Diabetic Retinopathy is a complication in which the retina of the eye gets damaged due to secretion of fluid from blood vessels to retina, It may also cause vision loss. It occurs due to damage of blood vessels in the retina. In this approach, we suggest an ANN method to detect the presence of unnatural new blood vessels. This new concept is used for distinguishing age-related problems i.e., age-related macular degeneration (AMD). Our new improved matched ï¬lters distinguishes the higher efficiency in true up positive feedback and less efficiency in false observation in previously used ï¬lter based on vessel separation. So the aim is to provide an automated, easy to use, UI based detection system preparing the raw images to be processed by applying general operations such as cropping and resizing the images and applying noise reduction filters, finding global mean and using it for thresholding and also applying a pad for distinct borders to avoid confusion.

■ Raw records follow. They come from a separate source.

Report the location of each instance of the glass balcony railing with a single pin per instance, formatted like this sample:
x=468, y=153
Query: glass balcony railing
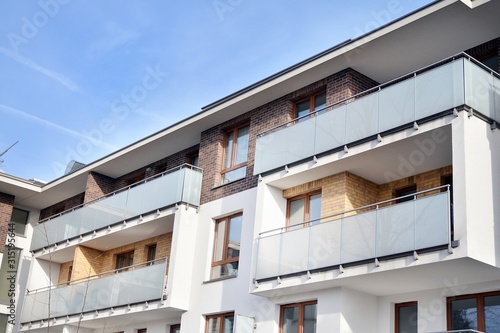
x=385, y=229
x=134, y=284
x=182, y=184
x=453, y=83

The DR can be observed at rapid levels simply and destruction of the retina will be less. The key research methodology is stated that describing patterns that report the characteristics of an entire image such as outcome arranged images are graceful with dissimilar filters, geomorphologic tools, noise contraction, background separate and vessel separation. Comparison of ANN technique, and support vector machine (SVM) technique used for the classification and grading technique based on supervised learning.
Keywords
Diabetic Retinopathy, DR, SVM, ANN, classification, AMD (Age-related macular degeneration).